# Mac won't communicate with Powershot



## AlanF (Aug 11, 2017)

My new PowerBook Pro 13" has the same software has my old Pro 15" but the new one will not connect with my Powershot G3 X, whereas the old one will. Canon CameraWindow opens and disconnects, Photos won't recognise and Image Browser says device contains no files. Any advice welcome.


----------



## Valvebounce (Aug 12, 2017)

Hi Alan. 
Is this WiFi or cable? If you are trying to drive the camera over the tether, sorry I'm no help, if you are trying to empty the card, you probably know this answer already but don't necessarily want to hear it, card reader for now and wait for the fix for the bug in the system whatever it might be. 

Cheers, Graham. 



AlanF said:


> My new PowerBook Pro 13" has the same software has my old Pro 15" but the new one will not connect with my Powershot G3 X, whereas the old one will.

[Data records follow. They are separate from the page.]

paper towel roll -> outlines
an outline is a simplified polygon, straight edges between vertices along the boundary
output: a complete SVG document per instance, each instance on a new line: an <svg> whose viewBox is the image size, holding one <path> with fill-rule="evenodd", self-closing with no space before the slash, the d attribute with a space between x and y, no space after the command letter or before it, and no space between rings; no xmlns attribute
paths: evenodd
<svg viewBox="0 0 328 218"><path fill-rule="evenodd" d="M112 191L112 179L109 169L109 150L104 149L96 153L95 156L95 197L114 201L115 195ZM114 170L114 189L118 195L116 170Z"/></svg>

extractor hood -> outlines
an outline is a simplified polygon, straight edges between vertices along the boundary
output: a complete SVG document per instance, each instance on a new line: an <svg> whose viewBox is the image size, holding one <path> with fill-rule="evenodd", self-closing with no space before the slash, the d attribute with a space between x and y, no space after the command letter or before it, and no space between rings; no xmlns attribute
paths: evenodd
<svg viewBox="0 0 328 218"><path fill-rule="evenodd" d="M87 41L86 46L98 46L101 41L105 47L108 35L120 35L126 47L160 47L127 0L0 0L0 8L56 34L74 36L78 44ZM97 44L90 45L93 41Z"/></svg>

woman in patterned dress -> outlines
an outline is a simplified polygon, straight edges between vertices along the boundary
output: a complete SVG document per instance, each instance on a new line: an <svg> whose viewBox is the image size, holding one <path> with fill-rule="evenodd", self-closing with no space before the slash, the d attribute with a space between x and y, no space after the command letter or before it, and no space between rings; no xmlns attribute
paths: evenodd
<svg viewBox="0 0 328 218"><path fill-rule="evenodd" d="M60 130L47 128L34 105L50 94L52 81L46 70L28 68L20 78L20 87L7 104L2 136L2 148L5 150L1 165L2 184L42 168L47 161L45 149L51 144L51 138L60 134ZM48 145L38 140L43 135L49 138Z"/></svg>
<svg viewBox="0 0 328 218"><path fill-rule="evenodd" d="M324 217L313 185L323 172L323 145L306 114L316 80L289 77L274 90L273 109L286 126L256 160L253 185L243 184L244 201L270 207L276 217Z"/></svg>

Canon CameraWindow opens and disconnects, Photos won't recognise and Image Browser says device contains no files. Any advice welcome.


----------



## AlanF (Aug 13, 2017)

Thanks Graham. Bought a card reader as it is a good back up if a cable fails when travelling.


----------



## Valvebounce (Aug 13, 2017)

Hi Alan. 
Just in case anyone else might be able to help, was it cable or WiFi that wouldn't connect, does the camera even have WiFi? 

Cheers, Graham. 



AlanF said:


> Thanks Graham. Bought a card reader as it is a good back up if a cable fails when travelling.


----------